Nas últimas eleições autárquicas, em 2013, Guilherme Pinto apresentou-se como independente contra o líder da concelhia do PS e presidente da Junta de Freguesia de Matosinhos, António Parada.

No início desse ano, o autarca tinha pedido a desfiliação do partido, num “passo decisivo para uma candidatura independente” e numa “tentativa de demonstrar que a arrogância e a incompetência podem tentar esconder-se atrás de um símbolo de um partido”.

Enquanto candidato independente, acabou por vencer por maioria absoluta as eleições, pondo fim àquele que fora um bastião socialista durante 37 anos.

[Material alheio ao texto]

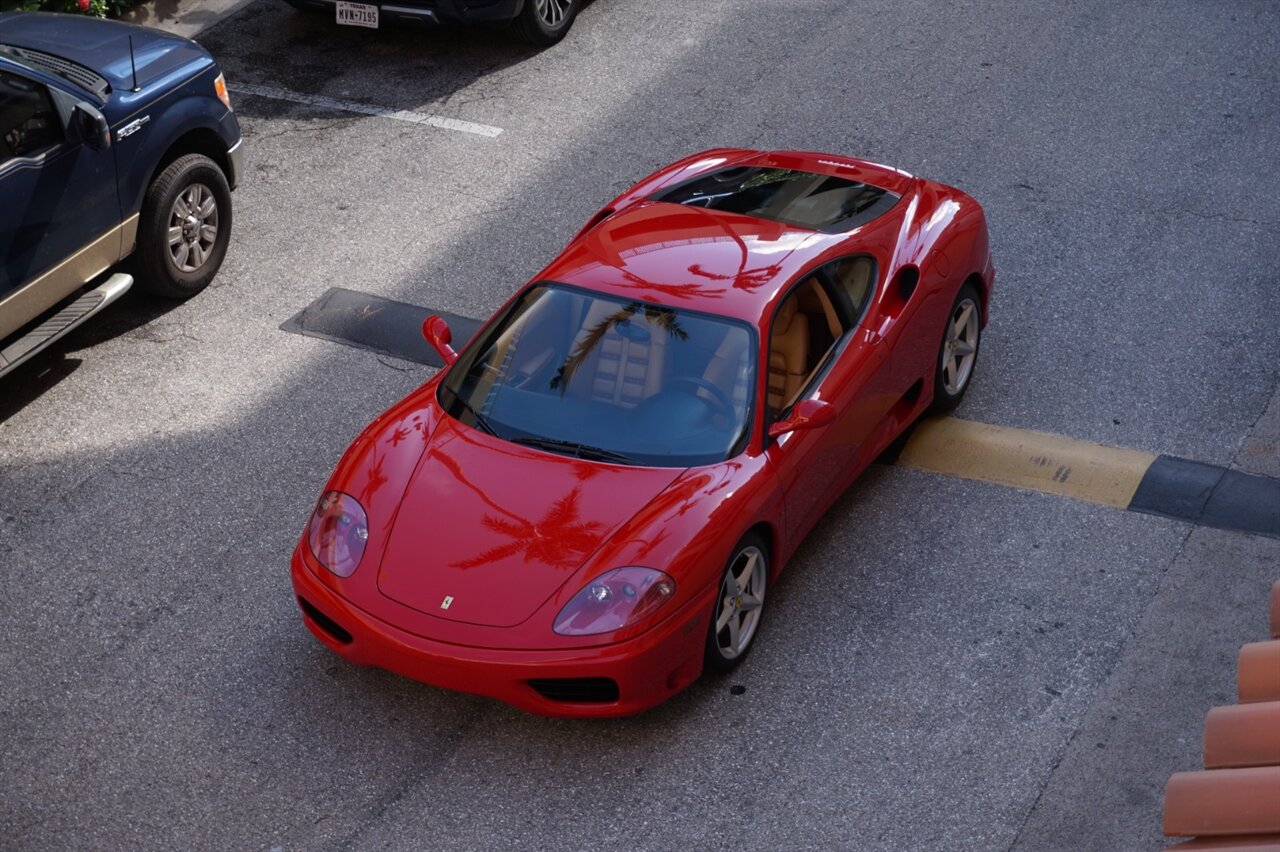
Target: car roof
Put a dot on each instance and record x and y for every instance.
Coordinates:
(717, 261)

“Fizemos história", disse por várias vezes no seu discurso de vitória, referindo ainda que quando os cidadãos querem, não se fica sujeito "à ditadura dos partidos".

Sob a sua liderança, Matosinhos assistiu à construção do Cais e Terminal de Cruzeiros do Porto de Leixões, à requalificação da marginal atlântica e à instalação do novo Centro de Investigação da Indústria Automóvel (CEIIA).

A requalificação do Bairro dos Pescadores e do Mercado Municipal de Matosinhos, a reabilitação da Casa de Chá da Boa Nova, o fim da atividade das petrolíferas no Parque Real, a cobertura total de saneamento básico e a reabertura do Teatro Constantino Nery foram outros marcos.

Numa entrevista em março de 2015, e em jeito de balanço dos anos frente à do concelho, onde começou como deputado municipal, Guilherme Pinto disse que todos os seus “objetivos essenciais foram cumpridos” e que o seu plano para a cidade estava a ser conseguido: o de a tornar um espaço capaz de “incentivar os cidadãos e criar um clima favorável à criatividade”.

PS: Guilherme Pinto foi um “incansável defensor” de Matosinhos

O PS considerou hoje que o presidente da Câmara de Matosinhos, Guilherme Pinto, que morreu na última madrugada, foi um “incansável defensor” do concelho e das suas gentes.

“Guilherme Pinto foi até ao fim um incansável defensor de Matosinhos e das suas gentes, movendo-se e batendo-se por essas causas inexpugnavelmente”, lê-se numa nota da Direção Nacional do PS enviada à agência Lusa.

O PS refere na mesma nota que Guilherme Pinto, “socialista do coração, cumpriu um dos seus sonhos pouco antes do seu falecimento, voltar a ser militante do Partido Socialista”. “O Partido Socialista curva-se perante a sua memória e o seu legado de serviço ao povo de Matosinhos, legado que cabe a todos os socialistas e a todos os seus amigos saberem estar à altura”, adianta a Direção Nacional.

Manifestando “profundo pesar pela morte do camarada Guilherme Pinto”, o PS expressa, ainda, à sua família, amigos e camaradas “sentidas condolências neste momento difícil e de profunda perda”.